Обхватив колени руками, Мария смотрела на мертвую Саню. Нос девочки уже заострился, лоб и щеки отливали матовой восковой желтизной. На отвисшем подбородке и на левой щеке засохли темные пятна крови. Прядка белесых волос прилипла к виску.
— Сейчас я обряжу тебя, бедная ты сиротиночка, — тихо проговорила Мария, — и личико твое обмою, и косички заплету, и ротик твой закрою… Трудно мне будет выкопать тебе могилку, дитя мое несчастное, нет у меня ни лопаты, ни ломика…
Марию бил озноб. Она зябко поводила плечами, шептала слова, не вникая в их смысл. Тронув рукой пожелтевшую руку Сани, сказала, словно обращалась к живой:
— Пальцы-то у тебя в чернилах, девчоночка… хоть школу вашу закрыли, а грамотной ты хотела быть… Учительницей быть хотела. Не довелось тебе выучиться…

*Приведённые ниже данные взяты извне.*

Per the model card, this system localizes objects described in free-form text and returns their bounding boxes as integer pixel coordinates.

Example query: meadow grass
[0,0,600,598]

На увядших космах пырея, который обильно покрыл междурядья неполотой кукурузы, лежала утренняя роса. Мария поднялась, омыла росой липкие грязные руки, оторвала от подола платья тряпицу и, увлажнив ее росой, стал отмывать от крови застывшее лицо Сани. Потом она осторожно подтянула тряпицей отвисший подбородок девочки, концы мокрой тряпицы подвязала на темени, стала поправлять ее светлую косу и вскрикнула от жгучего укола в палец. Высосала выступившую на пальце капельку крови. Осторожно перебрала растрепанную косичку умершей и нашла запрятанный в волосах значок с отогнувшейся острой застежкой.

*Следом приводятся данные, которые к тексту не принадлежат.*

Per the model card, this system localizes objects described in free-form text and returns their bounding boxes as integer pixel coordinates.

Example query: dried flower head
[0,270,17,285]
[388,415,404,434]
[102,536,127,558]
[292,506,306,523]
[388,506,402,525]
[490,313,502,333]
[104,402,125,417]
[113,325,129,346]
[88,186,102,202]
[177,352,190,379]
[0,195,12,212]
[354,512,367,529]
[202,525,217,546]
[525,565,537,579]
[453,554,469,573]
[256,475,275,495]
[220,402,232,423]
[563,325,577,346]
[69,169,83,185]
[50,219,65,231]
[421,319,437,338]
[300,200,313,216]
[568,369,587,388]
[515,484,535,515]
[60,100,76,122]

Мария подержала значок на ладони. На его алой эмали блестел профиль Ленина. Мария заплакала.
— Вот, товарищ Ленин, — сказала она, давясь слезами, — вот чего сделали с людьми, с бедной Санечкой, со мною… Куда мне теперь податься, товарищ Ленин? Скажите, дайте мне ответ, Владимир Ильич, научите меня… Отец мой, и мать моя, и муж мой, и сыночек мой малый жизни лишились, и осталась я на белом свете одна…
Долго убивалась Мария, долго плакала, всхлипывая и причитая, потом упала ничком на пахоту, и ей показалось, что она летит куда-то вниз, в черную бездну. Над ней, будто короткий грозовой гром, со свистящим подвыванием совсем низко пронеслись самолеты-штурмовики. Мария очнулась. Алый значок она приколола к темному, затвердевшему от крови платьишку Сани, отошла немного и, опустившись на колени, стала рыть могилу.
В эту осень дождей было мало, поросшая сорняками пахота затвердела. Мария рыла по-собачьи, с трудом подгребая под себя сухую, комковатую землю. У нее заболели пальцы, у ногтей появились болючие, кровоточащие заусеницы. Она села, вытерла пот. Подумав, оторвала от подола еще одну длинную тряпицу, разделила на десять равных лент. Теперь ее застиранное, захлюстанное росой платье превратилось в лохмотья. Помогая себе зубами, Мария туго забинтовала и завязала пальцы. Ей нестерпимо хотелось пить, но воды не было. Она пожевала влажную траву, с отвращением выплюнула горький зеленоватый комок и снова стала копать, углубляя яму.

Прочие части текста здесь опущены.